Going into this period of “critical” fire risk, Cal Fire, the state fire agency, counts 14 major wildfires as still burning across the state, with 12,600 firefighters assigned to battle these blazes. So far this year, more than 8,400 wildfires have burned well over 4.1 million acres in California, which is more than double the previous record. These fires have killed 31 people and destroyed more than 9,200 structures, including homes and businesses.
The heat and wind event this week stems from an expansive area of high pressure, or heat dome, that is building over the West. This weather feature is bringing temperatures in the 90s to Los Angeles from Tuesday through Friday, which is well above average for this time of year, and temperatures exceeding the century mark may be recorded in inland areas of Southern California.
The National Weather Service has issued heat advisories for parts of Southern California, including the L.A. metro area, through Friday.

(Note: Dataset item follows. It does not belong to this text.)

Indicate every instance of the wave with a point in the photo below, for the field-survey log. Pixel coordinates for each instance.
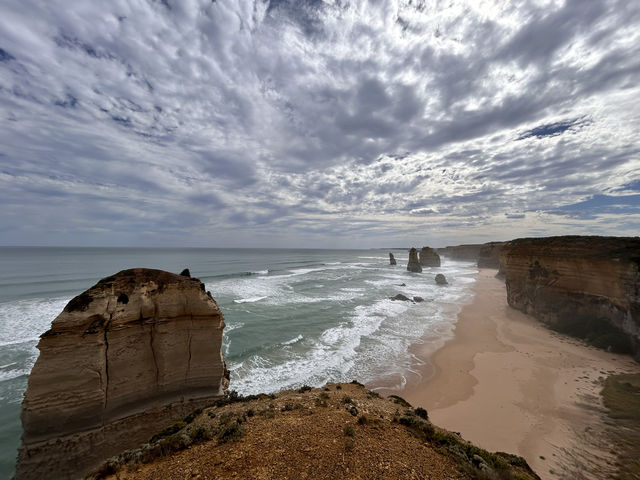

In Northern California, including the Bay Area, a fire weather watch is in effect from early Wednesday until Friday morning for the North Bay Mountains, East Bay Hills and Santa Cruz Mountains. The watch also covers areas farther to the north, in the northern Sierras.
According to the Weather Service’s San Francisco office, winds are expected to peak Wednesday night into early Thursday. These winds that blow from land to sea, known as Diablo or devil winds, contain little moisture and are a recipe for spreading fires if any ignite.
Anticipating the potential for winds of up to 60 mph to damage some of its infrastructure, PG&E, the state’s largest utility, informed customers it may preemptively cut power to some areas to avoid causing a spark. The company’s equipment was blamed for igniting the Camp Fire in 2018, the deadliest blaze in state history.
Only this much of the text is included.